By adding to the code for the function TraLengths as described in Program III in the Appendix, a verification of the interpolation of the values as described in [11, 12] is carried out. If one want to implement this for a different two-dimensional system than (1), only the function f in f.m and the function B in Program III have to be modified accordingly. The modification of f is obvious because it is the right-hand side of (1), and the return value for B(r,s,xm,ym) should be an upper bound, preferably close, on

$$\begin{aligned} \max _{i=1,2 \atop |x_1|\le \mathtt{xm},|x_2|\le \mathtt{ym}}\left| \frac{\partial ^2 f_i}{\partial x_\mathtt{r}\partial x_\mathtt{s}}(x_1,x_2)\right| . \end{aligned}$$

The results of this verification for our system (1) with the same parameters as in Objective III is plotted in Fig. 4 (left) and with a higher spatial resolution, i.e. xres=301; yres=301;, on the right.

Fig. 4.
figure 4

Verification of the negativity of the orbital derivative of the function V computed in Objective III (left). Areas where it is not negative are plotted in red. Not only is it not negative outside of the periodic orbit, but also in a strip within it. By increasing the spatial resolution the area where the orbital derivative fails to be negative inside of the orbit becomes smaller (right).

By using larger values for the parameters xres,yres,T,n, the area within the periodic orbit where the orbital derivative fails to be negative is effectively reduced to an arbitrary small neighbourhood of the equilibrium at the origin, cf. [12, Figs. 1,2]. Using a compiled programming language like C++ also makes these computations very fast.

4 Conclusion

We presented a new project for undergraduate students in Numerical Analysis. It is not difficult to solve the problem and thus the average student should be able to do so without too much difficulties. The solution, i.e. the function plotted, is somewhat surprising and intended to awaken the interest of the better students. The solution to the project is given and the results and the underlying theory are discussed in some detail. Matlab code is given for all objectives of the project together with code for a more sophisticated verification of the results. Further, numerous references to the underlying theory are given.
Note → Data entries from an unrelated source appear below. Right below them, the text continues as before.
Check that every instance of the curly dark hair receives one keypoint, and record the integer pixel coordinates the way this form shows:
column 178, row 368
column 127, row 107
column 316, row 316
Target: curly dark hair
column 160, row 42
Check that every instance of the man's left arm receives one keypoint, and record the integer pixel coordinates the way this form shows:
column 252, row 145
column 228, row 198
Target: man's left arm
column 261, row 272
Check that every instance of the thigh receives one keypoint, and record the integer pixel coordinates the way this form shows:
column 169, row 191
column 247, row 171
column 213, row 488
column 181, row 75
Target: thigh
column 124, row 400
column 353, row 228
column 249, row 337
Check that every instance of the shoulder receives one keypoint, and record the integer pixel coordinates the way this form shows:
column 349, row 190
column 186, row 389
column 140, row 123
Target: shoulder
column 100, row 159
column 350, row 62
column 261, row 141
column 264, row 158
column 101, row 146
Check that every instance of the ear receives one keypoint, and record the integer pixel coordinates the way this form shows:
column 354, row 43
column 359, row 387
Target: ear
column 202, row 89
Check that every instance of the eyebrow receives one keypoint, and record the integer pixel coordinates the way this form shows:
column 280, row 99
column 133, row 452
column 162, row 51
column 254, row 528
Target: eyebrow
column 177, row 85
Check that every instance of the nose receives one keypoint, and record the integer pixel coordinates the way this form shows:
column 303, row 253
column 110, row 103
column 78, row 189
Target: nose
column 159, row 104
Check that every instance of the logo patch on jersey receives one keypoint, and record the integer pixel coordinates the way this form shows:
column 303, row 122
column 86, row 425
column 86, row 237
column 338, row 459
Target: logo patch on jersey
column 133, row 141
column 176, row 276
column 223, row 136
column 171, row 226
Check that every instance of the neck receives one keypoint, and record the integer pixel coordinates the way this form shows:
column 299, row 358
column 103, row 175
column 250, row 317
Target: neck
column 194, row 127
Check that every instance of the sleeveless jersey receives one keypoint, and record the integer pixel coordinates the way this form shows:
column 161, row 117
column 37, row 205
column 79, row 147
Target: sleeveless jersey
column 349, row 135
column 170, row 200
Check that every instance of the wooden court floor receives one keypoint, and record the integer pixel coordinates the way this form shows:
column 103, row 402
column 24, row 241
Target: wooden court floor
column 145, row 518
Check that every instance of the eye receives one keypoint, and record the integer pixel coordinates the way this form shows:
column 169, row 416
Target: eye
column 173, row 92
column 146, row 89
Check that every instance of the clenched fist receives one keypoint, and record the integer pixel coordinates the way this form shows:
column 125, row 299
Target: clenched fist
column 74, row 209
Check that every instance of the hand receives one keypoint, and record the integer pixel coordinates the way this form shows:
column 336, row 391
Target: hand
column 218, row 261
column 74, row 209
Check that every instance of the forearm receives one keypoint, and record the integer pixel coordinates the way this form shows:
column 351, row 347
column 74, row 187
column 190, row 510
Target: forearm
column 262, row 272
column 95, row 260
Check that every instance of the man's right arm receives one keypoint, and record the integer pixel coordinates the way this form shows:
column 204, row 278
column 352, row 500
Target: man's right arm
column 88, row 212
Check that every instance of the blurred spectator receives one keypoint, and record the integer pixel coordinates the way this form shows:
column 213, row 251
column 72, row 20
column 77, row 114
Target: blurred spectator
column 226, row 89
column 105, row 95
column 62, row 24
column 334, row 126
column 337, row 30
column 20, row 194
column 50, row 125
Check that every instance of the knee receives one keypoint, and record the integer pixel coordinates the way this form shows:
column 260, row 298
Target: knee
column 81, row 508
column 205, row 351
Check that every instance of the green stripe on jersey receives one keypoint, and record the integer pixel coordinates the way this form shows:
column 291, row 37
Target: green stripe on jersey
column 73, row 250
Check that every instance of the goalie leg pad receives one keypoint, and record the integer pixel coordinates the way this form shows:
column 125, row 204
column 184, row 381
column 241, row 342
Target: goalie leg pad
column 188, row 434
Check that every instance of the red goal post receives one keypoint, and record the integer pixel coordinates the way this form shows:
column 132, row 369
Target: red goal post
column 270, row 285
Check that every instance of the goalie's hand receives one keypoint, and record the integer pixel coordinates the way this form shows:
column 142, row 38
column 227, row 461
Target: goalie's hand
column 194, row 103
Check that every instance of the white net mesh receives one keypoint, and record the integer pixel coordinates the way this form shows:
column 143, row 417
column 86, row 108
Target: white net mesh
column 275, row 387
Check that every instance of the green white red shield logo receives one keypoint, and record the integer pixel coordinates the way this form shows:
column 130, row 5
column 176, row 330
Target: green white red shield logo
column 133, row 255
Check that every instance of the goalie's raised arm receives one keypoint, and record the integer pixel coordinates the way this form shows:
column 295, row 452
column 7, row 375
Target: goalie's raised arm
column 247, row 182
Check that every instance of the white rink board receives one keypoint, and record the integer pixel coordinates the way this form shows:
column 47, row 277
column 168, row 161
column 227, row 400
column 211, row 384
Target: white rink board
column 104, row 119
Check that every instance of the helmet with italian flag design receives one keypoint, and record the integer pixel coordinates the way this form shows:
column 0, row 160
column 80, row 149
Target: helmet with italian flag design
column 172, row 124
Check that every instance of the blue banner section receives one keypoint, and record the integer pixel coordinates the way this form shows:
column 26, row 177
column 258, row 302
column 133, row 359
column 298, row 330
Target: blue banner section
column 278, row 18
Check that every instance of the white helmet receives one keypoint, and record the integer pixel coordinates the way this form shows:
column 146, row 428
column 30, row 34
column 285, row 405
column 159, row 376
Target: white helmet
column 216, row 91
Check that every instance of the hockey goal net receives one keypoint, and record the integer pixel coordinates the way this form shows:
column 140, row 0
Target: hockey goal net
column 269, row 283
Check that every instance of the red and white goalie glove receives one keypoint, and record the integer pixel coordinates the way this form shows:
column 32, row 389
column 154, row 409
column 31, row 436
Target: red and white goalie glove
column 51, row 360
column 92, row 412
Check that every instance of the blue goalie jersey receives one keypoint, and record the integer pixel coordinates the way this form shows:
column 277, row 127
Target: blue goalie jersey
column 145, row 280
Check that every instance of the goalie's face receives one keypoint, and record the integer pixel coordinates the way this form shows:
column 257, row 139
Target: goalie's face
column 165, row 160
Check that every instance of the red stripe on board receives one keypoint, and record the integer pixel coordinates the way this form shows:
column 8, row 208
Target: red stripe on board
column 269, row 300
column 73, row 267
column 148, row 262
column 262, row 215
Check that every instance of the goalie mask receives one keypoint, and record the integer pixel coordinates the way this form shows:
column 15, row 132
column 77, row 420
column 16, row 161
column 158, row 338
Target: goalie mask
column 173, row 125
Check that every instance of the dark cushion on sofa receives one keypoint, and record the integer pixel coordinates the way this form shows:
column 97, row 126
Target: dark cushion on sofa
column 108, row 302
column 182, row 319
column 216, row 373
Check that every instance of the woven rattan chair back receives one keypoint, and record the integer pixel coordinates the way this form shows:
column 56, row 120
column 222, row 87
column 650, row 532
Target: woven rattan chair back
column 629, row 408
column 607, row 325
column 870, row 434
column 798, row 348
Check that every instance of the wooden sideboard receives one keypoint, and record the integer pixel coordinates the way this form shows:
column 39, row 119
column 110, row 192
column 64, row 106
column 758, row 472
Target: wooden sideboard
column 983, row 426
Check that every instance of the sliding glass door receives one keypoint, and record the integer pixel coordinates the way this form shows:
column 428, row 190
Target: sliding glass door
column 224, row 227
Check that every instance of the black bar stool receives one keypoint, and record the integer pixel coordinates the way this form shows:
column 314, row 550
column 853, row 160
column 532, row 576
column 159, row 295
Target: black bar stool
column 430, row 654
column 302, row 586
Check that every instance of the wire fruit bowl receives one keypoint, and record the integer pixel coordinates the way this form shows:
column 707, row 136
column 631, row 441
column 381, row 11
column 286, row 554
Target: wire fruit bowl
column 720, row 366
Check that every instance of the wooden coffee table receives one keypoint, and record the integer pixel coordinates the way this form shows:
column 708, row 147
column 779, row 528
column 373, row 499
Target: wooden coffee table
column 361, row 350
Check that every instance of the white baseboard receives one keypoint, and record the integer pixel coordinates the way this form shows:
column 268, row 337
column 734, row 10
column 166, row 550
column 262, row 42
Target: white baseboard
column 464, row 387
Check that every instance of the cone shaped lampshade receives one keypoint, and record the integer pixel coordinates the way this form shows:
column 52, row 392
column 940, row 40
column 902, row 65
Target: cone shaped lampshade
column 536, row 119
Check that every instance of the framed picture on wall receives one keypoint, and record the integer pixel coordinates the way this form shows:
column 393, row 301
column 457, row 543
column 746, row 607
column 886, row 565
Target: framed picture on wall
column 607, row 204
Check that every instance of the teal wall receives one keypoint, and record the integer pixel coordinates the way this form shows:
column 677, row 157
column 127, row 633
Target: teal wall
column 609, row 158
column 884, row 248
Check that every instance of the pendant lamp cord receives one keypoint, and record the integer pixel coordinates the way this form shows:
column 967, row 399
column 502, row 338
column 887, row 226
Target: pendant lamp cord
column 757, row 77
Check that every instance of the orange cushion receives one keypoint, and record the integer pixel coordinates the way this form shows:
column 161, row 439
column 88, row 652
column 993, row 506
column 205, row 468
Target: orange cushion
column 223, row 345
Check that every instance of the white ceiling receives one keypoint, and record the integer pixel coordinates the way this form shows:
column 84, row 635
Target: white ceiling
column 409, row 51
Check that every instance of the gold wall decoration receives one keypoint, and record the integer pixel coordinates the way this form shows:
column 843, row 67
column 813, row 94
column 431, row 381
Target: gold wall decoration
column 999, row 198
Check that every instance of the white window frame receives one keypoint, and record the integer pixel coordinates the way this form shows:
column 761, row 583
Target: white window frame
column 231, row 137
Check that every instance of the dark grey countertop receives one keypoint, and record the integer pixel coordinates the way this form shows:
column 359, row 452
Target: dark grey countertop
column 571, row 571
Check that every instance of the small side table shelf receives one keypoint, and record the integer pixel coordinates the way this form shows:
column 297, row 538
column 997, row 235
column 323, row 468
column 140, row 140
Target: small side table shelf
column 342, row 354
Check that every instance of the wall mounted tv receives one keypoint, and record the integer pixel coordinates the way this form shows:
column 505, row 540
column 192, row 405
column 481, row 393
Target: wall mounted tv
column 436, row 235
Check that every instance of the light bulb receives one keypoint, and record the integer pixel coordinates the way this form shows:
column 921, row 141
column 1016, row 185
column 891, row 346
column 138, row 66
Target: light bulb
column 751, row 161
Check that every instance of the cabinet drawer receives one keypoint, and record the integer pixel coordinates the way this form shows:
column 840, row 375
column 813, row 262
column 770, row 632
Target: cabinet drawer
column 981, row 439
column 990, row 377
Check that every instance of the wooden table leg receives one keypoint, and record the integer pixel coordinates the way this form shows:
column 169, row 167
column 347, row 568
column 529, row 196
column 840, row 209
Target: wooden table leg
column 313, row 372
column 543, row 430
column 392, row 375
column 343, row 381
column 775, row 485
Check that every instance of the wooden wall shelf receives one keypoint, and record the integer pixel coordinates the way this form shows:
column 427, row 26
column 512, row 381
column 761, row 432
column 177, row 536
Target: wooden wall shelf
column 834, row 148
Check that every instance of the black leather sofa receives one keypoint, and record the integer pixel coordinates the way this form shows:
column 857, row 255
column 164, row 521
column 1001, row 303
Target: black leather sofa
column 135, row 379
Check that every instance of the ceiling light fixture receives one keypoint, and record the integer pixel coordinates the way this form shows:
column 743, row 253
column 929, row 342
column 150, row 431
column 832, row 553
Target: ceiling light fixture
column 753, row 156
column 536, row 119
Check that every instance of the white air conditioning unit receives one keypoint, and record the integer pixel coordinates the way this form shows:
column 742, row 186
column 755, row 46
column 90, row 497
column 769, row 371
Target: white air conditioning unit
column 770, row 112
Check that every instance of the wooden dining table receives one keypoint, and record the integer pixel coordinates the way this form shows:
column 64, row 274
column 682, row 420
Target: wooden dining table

Let us compare the presented project, in terms of pedagogical value, to the larger projects from the textbook [20] of the course. The textbook contains, apart from numerous Exercises and Computer Problems, eleven so-called Reality Checks, which are larger project of comparable scale and complexity to the project presented. These Reality-Checks are very well designed and include topics such as the kinematics of the Steward Platform frequently used in flight-simulators, positioning using GPS, motion control in computer-aided modeling, and a simple audio codec. These Reality Checks have been used as assignments for the larger projects in the course discussed in the paper with a great success. The difference, however, between those Reality Checks and the project described, is that the Reality Checks inspire the better students to become interested in the technology behind the project, e.g. flight simulators, GPS, audio codecs, but not in mathematics. The teacher of the course has had lively discussion with students about these technological topics during and after the Reality Checks projects, but rarely about mathematics. A possible drawback of the proposed project is that the theory behind the project has little direct connection to technology. While a project on, say the Stewart Platform, might invoke the interest of an engineering student in numerical root-finding of nonlinear equations because she/he finds the steering of a flight simulator fascinating, she/he will just routinely solve the project proposed in this paper without gaining any interest in numerical analysis at all.

The advantage of the proposed project is that it inspires some of the mathematics students to get interested in the theory of dynamical systems, a topic that they had only known indirectly from studying differential equations. Further, as Lyapunov functions are a mathematical extension of the concept of dissipative energy from physics, some of the physics students were particularly interested as well. This allowed to the teacher to discuss attractors, repellers, chaos, and complete Lyapunov functions with interested students.